Now education in America for young strivers requires them to spend money on outside tutors, give up sleep and rest, and probably take antidepressants to deal with the incessant pressure of feeling like a failure all the time. It's an arms race!
All AP tests let me do was not take classes in college. Doesn't seem worth it.
there is a difference between the difficulty of getting into a tier 1 college and AP classes, yes? What is the point of high school? is it more about education or maturity?
I was expelled from high school after 10th grade AND attended a tier 1 college... so I'm the very last person who would have a good answer. :)
Jared, high school should be more about maturity: learning how to learn, learning motivation, learning how to interact with others.
AP emphasizes book learning, which arguably is the least important part of a high school education, since in retrospect most of those details fade with time.
I skipped an entire YEAR of college from my 30 AP credits... so yeah.. with the prices class credits were even in 1994, it was very much worth it.
Also, those AP classes kept me segregated from the troglodytes who routinely abused and bullied me. I would literally not be where I am right now without that safer learning environment. So yes again, it's worth it.

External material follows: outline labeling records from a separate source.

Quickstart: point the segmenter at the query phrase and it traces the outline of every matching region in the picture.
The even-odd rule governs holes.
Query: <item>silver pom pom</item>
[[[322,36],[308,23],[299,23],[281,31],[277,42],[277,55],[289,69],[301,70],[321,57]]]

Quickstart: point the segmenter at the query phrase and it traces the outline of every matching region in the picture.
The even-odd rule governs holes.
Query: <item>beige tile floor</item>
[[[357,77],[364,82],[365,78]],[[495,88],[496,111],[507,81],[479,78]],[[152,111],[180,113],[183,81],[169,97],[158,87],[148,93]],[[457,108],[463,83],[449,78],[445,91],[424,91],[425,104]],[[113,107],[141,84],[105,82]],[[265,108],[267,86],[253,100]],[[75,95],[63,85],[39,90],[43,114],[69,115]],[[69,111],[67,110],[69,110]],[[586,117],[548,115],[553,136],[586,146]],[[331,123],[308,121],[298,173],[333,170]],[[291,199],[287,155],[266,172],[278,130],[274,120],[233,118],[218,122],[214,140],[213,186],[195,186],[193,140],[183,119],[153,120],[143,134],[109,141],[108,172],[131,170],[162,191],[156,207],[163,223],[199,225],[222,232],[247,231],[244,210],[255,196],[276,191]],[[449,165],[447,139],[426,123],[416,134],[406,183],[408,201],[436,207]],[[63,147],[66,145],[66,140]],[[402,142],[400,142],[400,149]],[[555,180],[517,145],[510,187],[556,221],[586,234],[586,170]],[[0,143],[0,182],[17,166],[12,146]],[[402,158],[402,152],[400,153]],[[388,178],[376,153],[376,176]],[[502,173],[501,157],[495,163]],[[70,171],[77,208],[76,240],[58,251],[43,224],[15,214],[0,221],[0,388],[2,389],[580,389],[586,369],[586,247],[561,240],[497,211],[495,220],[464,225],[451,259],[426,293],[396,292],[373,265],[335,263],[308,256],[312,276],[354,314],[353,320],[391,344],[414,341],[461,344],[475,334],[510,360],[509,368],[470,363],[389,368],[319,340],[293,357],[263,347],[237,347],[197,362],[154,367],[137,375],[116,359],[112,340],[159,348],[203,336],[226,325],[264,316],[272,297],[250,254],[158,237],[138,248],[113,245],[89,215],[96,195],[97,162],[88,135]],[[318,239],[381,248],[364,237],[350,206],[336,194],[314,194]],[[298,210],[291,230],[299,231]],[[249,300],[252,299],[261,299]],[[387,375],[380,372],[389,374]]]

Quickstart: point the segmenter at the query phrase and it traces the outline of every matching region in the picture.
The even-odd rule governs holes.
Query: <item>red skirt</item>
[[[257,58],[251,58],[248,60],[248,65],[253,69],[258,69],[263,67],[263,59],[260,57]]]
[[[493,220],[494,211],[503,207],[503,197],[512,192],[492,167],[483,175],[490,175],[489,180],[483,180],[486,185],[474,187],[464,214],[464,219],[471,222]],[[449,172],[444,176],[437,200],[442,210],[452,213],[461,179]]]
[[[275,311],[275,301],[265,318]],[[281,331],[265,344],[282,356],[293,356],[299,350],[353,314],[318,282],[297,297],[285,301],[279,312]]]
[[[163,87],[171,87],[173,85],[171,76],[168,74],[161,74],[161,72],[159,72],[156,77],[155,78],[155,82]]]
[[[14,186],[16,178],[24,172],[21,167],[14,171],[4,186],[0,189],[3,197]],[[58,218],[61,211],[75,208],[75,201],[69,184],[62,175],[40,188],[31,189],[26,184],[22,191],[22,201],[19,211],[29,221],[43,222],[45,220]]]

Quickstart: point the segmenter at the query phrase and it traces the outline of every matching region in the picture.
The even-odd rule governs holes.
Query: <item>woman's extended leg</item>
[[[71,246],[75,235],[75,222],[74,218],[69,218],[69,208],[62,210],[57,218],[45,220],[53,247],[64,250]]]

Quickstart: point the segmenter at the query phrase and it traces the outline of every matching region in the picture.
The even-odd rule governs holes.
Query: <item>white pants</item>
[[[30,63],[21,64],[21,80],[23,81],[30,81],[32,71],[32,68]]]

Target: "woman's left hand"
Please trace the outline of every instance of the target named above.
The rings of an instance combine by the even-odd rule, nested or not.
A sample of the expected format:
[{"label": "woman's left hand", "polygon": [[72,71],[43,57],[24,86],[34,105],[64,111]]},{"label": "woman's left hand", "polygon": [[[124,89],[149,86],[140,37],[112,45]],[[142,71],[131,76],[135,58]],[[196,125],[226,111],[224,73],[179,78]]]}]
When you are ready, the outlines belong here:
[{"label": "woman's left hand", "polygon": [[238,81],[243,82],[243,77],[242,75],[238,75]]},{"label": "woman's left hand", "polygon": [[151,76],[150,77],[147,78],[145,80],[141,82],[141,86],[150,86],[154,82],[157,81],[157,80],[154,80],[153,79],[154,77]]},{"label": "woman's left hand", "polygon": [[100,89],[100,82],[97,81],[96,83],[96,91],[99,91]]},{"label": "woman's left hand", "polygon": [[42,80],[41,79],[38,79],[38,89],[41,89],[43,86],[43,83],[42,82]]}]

Adam, this sounds like you are combining education and maturity into a single thing. "Jared, high school should be more about maturity: learning how to learn, learning motivation, learning how to interact with others."
Does high school offer the best place for either maturity or education to take place?
I would offer that taking bright students who could pass the GED as freshman and placing them into more real world learning opportunities would improve their learning, maturity, and social interaction. high school seems to be a worse place in how peers treat one another than the adult world.
Jared, what Jason mentioned affirms your point. High school is a worse place than the adult world.